In spite of all of her challenges, Epperson maintains a 3.98 GPA. She participated in Campus Connections as a mentor and served as an undergraduate research assistant in the Adolescent Wellness Lab. She also spent two semesters as a teaching assistant in the Department of Psychology. She served as secretary to the CSU Spoonies student organization – which is for students with chronic illness and the allies in their lives. The group was organized and founded during her time at CSU, and she was involved from the very first meeting onward. She is also a member of the Golden Key Honor Society.

Epperson credits her professors and other staff with supporting her and arranging special accommodations. She worked with Kathleen Ivy in Resources for Disabled Students, who was her counselor and student advocate there and was very helpful.

Faculty and staff in the Department of Human Development and Family Studies were also very supportive of Epperson, “I can’t think of a single HDFS faculty member, adviser, graduate student, or peer who didn’t attempt to meet me where I was at with kindness and flexibility,” she said. “Lauren Shomaker was wonderfully patient and accommodating in working around my needs and fluctuating availability due to health during the time I spent as a research assistant in her Adolescent Wellness Lab. My adviser, Amy Quinn-Sparks, was always a good sounding board for talking things through and re-evaluating my trajectory as needed. I’m grateful for all of the opportunities I was given!”

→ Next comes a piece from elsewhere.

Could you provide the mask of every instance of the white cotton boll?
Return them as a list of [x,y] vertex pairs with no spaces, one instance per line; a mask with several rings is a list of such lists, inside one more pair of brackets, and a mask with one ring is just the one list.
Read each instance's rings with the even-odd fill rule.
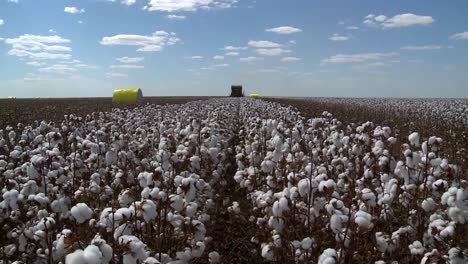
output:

Epperson added, “Being in a major like HDFS that is focused on supporting individuals through varied experiences across the lifespan was not only a good fit for my future goals, but I believe it also provided a community that was prepared to embrace my challenges with greater understanding and empathy than might be found elsewhere.”

Epperson’s immediate plans include spending a year at home with her baby daughter, focusing on parenting with her husband, and further healing and recovery from her health challenges. After that, she hopes to find work in a capacity that involves helping others through difficult life challenges.

“My long-term goal is to attend graduate school and pursue additional training in nutritional and lifestyle supports for health and then become qualified as a counselor or psychologist. I would like to provide counseling in an integrative setting using a holistic approach that addresses the biological, social, spiritual and emotional components of mental health,” she said.

In the meantime, her faith continues to sustain her, “Christ is the center of my life, and I consider this accomplishment a miracle and a gift that He provided. I know that the strength to pursue and complete my degree came only by the grace of God,” she said.